*Okay, so that's not entirely true. Just because it's my blog doesn't mean I get to just decide how Greek mythology works. To quote my buddy Patrick, "There are certain things you don't say around a classicist." Of course, that was in response to a comment that another buddy of mine, Collin, said about Roman infantry. I don't remember what it was, but long story short, when you're the political scientist sitting in a room with a classicist and a historian, there are some arguments you're probably going to lose.
Anyway, so the Cubs won big last night, and it seemed to be in large part due to the 53 minute rain delay. Going into the rain delay, St. Louis led 1-0 with Jake Westbrook pitching better than I've ever heard of in a Cardinal uniform.* Garza was looking pretty good, too, mind you. Maybe his best as a Cub. But the Cards looked like they were rolling along. Then the monsoon came, and Westbrook had nothing.
*I'm not entirely sure I had actually watched Westbrook until last night. I had certainly heard of him when he came over from the Indians, and I knew a little about him, but I don't think I'd ever actually seen him. I never realized how sidearm he threw the ball, and I'm not sure I've ever heard of somebody throwing that kind of sinker sidearm like that.
The Cubs scored six in that inning, five charged to Westbrook. Jason Motte came in to try to get through the inning, which he did, but not without some trouble. I kind of have a hard time calling Motte a pitcher. He is a converted catcher, and he looks like one. To paraphrase Bob Brenley, he just winds up and throws the ball as hard as he can in the direction of the umpire. He also said Gerald Laird (another player I had no idea had signed with the Cards) was wasting his time giving signs behind the plate, which made me chuckle. Now, if you looked at Carlos Marmol, on the the other hand, you would think he was always a pitcher. Part of that is body type, I think. Motte is, shall we say, solidly built. Marmol is kind of lanky. But Marmol actually looks like a pitcher out there and throws a pretty devastating slider. Motte just throws.

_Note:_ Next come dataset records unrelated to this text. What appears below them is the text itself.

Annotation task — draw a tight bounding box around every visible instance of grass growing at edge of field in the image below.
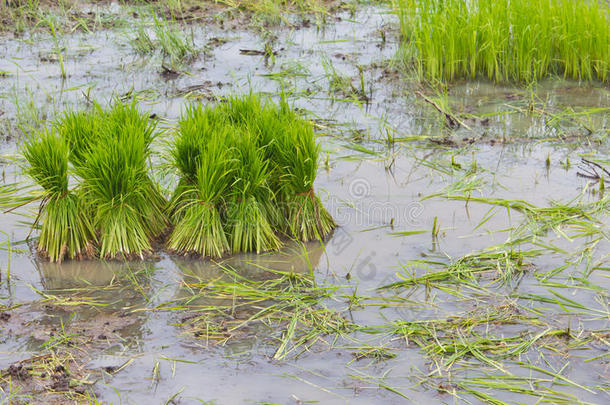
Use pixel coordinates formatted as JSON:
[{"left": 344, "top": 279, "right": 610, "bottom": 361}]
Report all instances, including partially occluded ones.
[{"left": 397, "top": 0, "right": 610, "bottom": 82}]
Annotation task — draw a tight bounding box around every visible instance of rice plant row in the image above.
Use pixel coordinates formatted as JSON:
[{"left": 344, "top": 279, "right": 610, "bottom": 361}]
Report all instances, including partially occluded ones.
[
  {"left": 22, "top": 94, "right": 336, "bottom": 261},
  {"left": 398, "top": 0, "right": 610, "bottom": 82}
]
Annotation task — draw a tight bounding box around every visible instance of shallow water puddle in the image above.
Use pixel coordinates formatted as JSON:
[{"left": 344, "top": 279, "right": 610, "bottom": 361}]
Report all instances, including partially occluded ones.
[{"left": 0, "top": 3, "right": 610, "bottom": 404}]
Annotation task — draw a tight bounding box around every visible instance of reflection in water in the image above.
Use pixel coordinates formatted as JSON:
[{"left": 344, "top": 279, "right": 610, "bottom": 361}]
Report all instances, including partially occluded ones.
[{"left": 34, "top": 259, "right": 156, "bottom": 313}]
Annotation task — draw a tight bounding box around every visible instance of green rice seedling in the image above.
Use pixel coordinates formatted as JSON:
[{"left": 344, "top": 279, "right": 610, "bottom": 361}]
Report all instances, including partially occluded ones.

After Franklin finished the job of sinking the Cardinals (I thought Koyie Hill was going to get two triples last night), the game was pretty much over when the Cards came to the plate in the 9th, but I'm glad I kept watching. Darwin Barney (who had been a stirrup hero but has since gone back to pajama pants) flipped over to Starlin Castro, who made a very nice acrobatic turn to finish the double play. That alone is great, but even better is the fact that he legitimately had the bag covered when he caught the ball. None of this "neighborhood" call crap, which is one of the things I detest about our modern game. We don't give first basemen the "neighborhood." Probably not third, either. But middle infielders can just sort of pretend to hit the bag and get credit. As a second baseman, that drives me nuts. Maybe it cut down on my double plays, but I always made damned sure I got the bag, because that's what the rules say I had to do. Kind of like Eddie Izzard talking about British vs. American pronouciation. "You say "erbs," and we say "herbs." Because there's a fucking H in it." That same bit also has the "cheating at Scrabble" line that I love so much and look for occasions to use it.
The rubber match is in a few hours, which I will be paying close attention to. I really need the Cubs to win this game so I have a little bit of ammo when I head down to Missouri next week to see the most hardcore of my Cardinal family. I might hold out hope that the Cubs might slip in front of the Cards by then, but with the Giants and Reds on tap next (along with a surprisingly strong Florida team), all my apples are on this series.